An Electronic Visit To The Zoo, Sound Hypnosis – William Strickland

out of stock

Closing out a trilogy of releases initially readied by the Harriman, NY powerhouse Spectrum (following the Jack Tamul & William Hoskins titles) is this fantastic set of noisy synthesizer adagios, composed in the late 70s by William Strickland on Moog Modular, Organ, and Four-Channel Tape.
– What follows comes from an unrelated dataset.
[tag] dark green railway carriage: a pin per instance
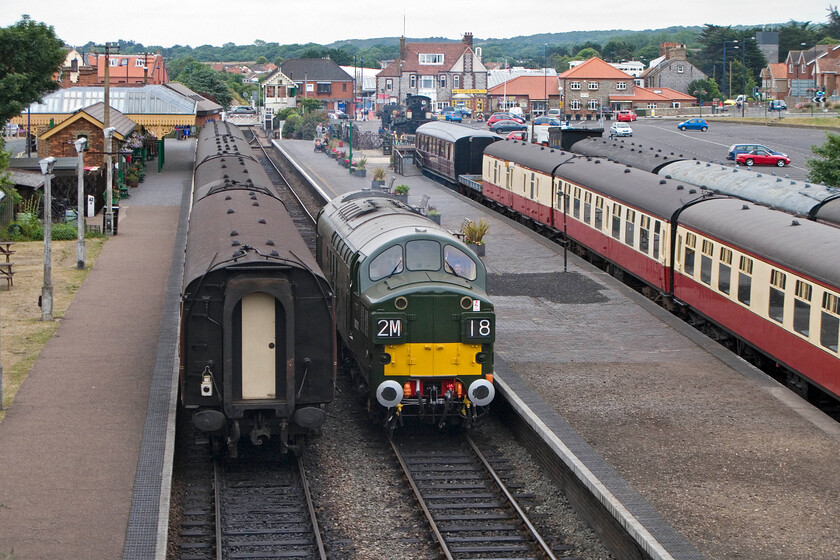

Offering a pair of conceptual, side-length suites, a series of exceedingly lo-fi miniatures meets us on the A-Side; "An Electronic Visit to the Zoo" seems to almost ignore its own premise - despite the red-herring titles; "Apes", "Lions", "Elephants", etc. - offering a fairly rough & hissy take of over-gained & time-domain blurred synthesizer gristle, all but buried in grime & extremely distant voltage-haze - about as far away from an "Animals Christmas" / "Le Zoo Electronique" type exploito-Library affair as is possible. On the flip, the "Sound Hypnosis" pieces work a mix of weird, processed drum machine & extremely resonant-filter strategies not all that far removed from the later Nicholas "Nik Pascal" Raicevic Narco sides; it's about as "Hypnotic" as it gets without resorting to cod-New-Age cloud-float. "Repetitions with Distortions", indeed. Of the three Spectrum's we've had the pleasure of reinvestigating, this is by far the most elusive, confusing, & singular; very glad to have this C.P. reproduction in the fray.